Summary of NTP by Yiamouyiannis: 

“In 1977, Congress instructed the U.S. Public Health Service to conduct animal studies to determine whether or not fluoride causes cancer. As a result, the National Toxicology Program retained the Battelle Memorial Institute in Columbus, Ohio to perform two studies, one on mice, and another on rats.

Doctor John T. Toft, II, manager of the Pathology Section at Battelle, was placed in charge of the NTP mouse study. On October 28, 1988, after a year of analyzing these results, Doctor Toft completed the pathology narrative and final report.

The most significant finding was the occurrence of an extremely rare form of liver cancer, hepatocholangiocarcinoma in fluoride-treated male and female rats — mice, excuse me.

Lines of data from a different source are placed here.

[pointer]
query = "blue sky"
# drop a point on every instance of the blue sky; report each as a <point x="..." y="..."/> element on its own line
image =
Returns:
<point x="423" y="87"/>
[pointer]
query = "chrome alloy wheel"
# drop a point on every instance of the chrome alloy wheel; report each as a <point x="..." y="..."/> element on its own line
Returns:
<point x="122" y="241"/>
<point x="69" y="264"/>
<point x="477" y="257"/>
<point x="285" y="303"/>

Among male mice, no such cancers were observed among 79 in the control group. At 11 parts per million, the lowest dose used, one was observed among 50 male mice; and 45 parts per million, one was observed among 51 male mice and at seventy-nine parts per million three were observed among 80 male mice.

Using historical controls and doing a binomial analysis of this, the odds of these results occurring by chance are less than one in two million. Normally, we consider it significant one in twenty; this is one in two million.

Making these findings even more convincing are the results with female mice. In the control group, no hepatocholangiocarcinomas were observed among eighty. At 11 parts per million, one was observed among 52. At 45 (ppm), none were observed among 50. And at 79 parts per million, three were observed among 80 female mice — female mice.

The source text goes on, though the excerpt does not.